Introduction

Mucormycosis is an uncommon severe fungal infection caused by fungi of the Mucorales order which are part of a group of fungi known as Mucormycetes. Mucorales are ubiquitous and can be found in diversified environments such as soil, decaying organic matter, compost, and contaminated food sources [27, 36]. While the most common causative agents in human infections are Rhizopus (Rhizopus oryzae), Mucor circinelloides, Mucor velutinosus, and Rhizomucor pusillus, other organisms of clinical relevance in this order include, Cunninghamella bertholletiae, Apophysomyces elegans, Lichtheimia (previously referred to as Absidia), Saksenaea vasiformis, Actinomucor elegans, and Syncephalastrum racemosum [6, 18, 27].

The actual incidence of mucormycosis remains uncertain; however, its mortality rate ranges from 31% and approaches 96% in the settings of disseminated disease [18, 28, 34]. The disease almost always occurs in immunocompromised patients, diabetes mellitus (DM) being one of the most common underlying medical comorbidities [5, 18, 22]. Establishing the diagnosis of this condition is often challenging and requires a high index of suspicion, many a time necessitating invasive diagnostic investigations [32]. Here, we present a case of fatal mucormycosis involving the orbital and sinonasal regions in a patient with diabetes.

Case presentation

A 45-year-old female, known diabetic on metformin for 3 years, presented at our facility with left eyelid and facial swelling for 1 week associated with bloody nasal discharge mixed with pus, congestion and stuffiness, blurred vision, fever, and black lesions on the nasal bridges.
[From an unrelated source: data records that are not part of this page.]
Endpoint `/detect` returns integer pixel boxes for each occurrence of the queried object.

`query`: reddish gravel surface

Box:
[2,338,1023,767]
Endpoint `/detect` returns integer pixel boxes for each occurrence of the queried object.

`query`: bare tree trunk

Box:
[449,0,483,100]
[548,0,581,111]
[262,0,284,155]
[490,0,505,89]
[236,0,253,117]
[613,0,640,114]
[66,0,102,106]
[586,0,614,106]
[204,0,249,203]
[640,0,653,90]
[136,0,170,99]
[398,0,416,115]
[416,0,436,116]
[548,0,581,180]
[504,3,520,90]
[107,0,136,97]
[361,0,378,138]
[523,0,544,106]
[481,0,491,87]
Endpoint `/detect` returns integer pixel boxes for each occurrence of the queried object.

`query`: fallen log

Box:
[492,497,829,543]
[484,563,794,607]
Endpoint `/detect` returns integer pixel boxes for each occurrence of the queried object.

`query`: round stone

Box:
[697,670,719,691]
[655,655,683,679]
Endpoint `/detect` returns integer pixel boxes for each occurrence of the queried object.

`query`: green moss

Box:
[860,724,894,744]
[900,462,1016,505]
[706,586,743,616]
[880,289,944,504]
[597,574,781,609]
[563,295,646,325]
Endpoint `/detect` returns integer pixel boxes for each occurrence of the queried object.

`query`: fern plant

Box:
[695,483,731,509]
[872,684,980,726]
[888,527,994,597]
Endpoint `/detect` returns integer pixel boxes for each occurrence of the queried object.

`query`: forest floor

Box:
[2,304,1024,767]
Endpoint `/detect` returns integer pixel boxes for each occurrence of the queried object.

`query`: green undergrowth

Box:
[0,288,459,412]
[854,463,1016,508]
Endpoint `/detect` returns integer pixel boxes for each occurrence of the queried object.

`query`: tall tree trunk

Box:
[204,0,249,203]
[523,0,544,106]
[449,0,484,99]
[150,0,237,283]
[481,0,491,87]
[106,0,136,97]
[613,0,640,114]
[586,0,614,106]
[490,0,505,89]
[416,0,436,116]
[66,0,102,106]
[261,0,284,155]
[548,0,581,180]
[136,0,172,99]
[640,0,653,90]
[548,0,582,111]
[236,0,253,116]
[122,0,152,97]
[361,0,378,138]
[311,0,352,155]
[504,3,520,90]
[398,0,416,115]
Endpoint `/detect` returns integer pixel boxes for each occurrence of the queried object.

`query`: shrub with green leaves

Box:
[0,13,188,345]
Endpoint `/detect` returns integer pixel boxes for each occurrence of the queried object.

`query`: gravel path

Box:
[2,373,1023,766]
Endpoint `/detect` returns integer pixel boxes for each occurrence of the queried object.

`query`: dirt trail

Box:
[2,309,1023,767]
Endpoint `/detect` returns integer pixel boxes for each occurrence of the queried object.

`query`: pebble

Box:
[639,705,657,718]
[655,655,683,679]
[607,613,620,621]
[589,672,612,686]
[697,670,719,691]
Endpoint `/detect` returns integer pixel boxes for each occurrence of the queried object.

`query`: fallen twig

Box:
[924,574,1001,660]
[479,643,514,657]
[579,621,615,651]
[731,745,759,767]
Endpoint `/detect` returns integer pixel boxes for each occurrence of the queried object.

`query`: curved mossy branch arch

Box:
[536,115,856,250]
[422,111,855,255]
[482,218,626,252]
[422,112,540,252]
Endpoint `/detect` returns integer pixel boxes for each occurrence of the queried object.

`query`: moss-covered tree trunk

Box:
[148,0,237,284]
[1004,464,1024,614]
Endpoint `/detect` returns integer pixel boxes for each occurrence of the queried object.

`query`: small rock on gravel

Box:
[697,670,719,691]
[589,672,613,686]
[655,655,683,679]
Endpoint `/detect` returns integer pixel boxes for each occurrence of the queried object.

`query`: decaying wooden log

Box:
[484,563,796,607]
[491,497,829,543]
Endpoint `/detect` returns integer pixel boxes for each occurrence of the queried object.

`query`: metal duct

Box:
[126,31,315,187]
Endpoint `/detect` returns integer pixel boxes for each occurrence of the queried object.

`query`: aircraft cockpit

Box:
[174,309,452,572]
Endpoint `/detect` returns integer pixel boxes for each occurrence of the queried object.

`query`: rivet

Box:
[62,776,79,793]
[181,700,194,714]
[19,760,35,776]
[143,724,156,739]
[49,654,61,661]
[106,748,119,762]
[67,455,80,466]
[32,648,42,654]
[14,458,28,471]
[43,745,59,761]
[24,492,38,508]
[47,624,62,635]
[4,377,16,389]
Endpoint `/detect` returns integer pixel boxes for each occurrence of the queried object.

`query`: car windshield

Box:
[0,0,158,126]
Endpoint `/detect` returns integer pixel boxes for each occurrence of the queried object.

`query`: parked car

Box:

This was also associated with headache and pain above the eyes. She had no history of smoking tobacco or alcohol use. On physical examination, she was febrile (38.1 °C axillary temperature), with the rest of the vital signs within the normal limits. Local examination of the face and left eyelid revealed a tender, swollen, hyperpigmented left eyelid with crusted yellowish discharge, diminished vision, and restricted eye movement. A rhinoscopy was done which revealed a gangrenous anterior septum and a necrotic left inferior turbinate with no septal perforation. Laboratory investigation results indicated a high random blood glucose level, elevated blood urea nitrogen, serum creatinine, and leukocytosis with a predominance of neutrophils (Table 1). A Computer Tomography (CT) scan of the head showed bilateral air pockets in the orbits (Fig. 1A, B), bilateral cortical bone discontinuity of the medial–lateral walls of the maxillary sinuses with multiple air pockets seen in the maxillary sinuses as well as subcutaneous multiple air locules surrounding left maxillary and zygomatic regions in keeping with emphysematous changes (Fig. 1C, D), the brain parenchyma was normal (Fig. 1E, F).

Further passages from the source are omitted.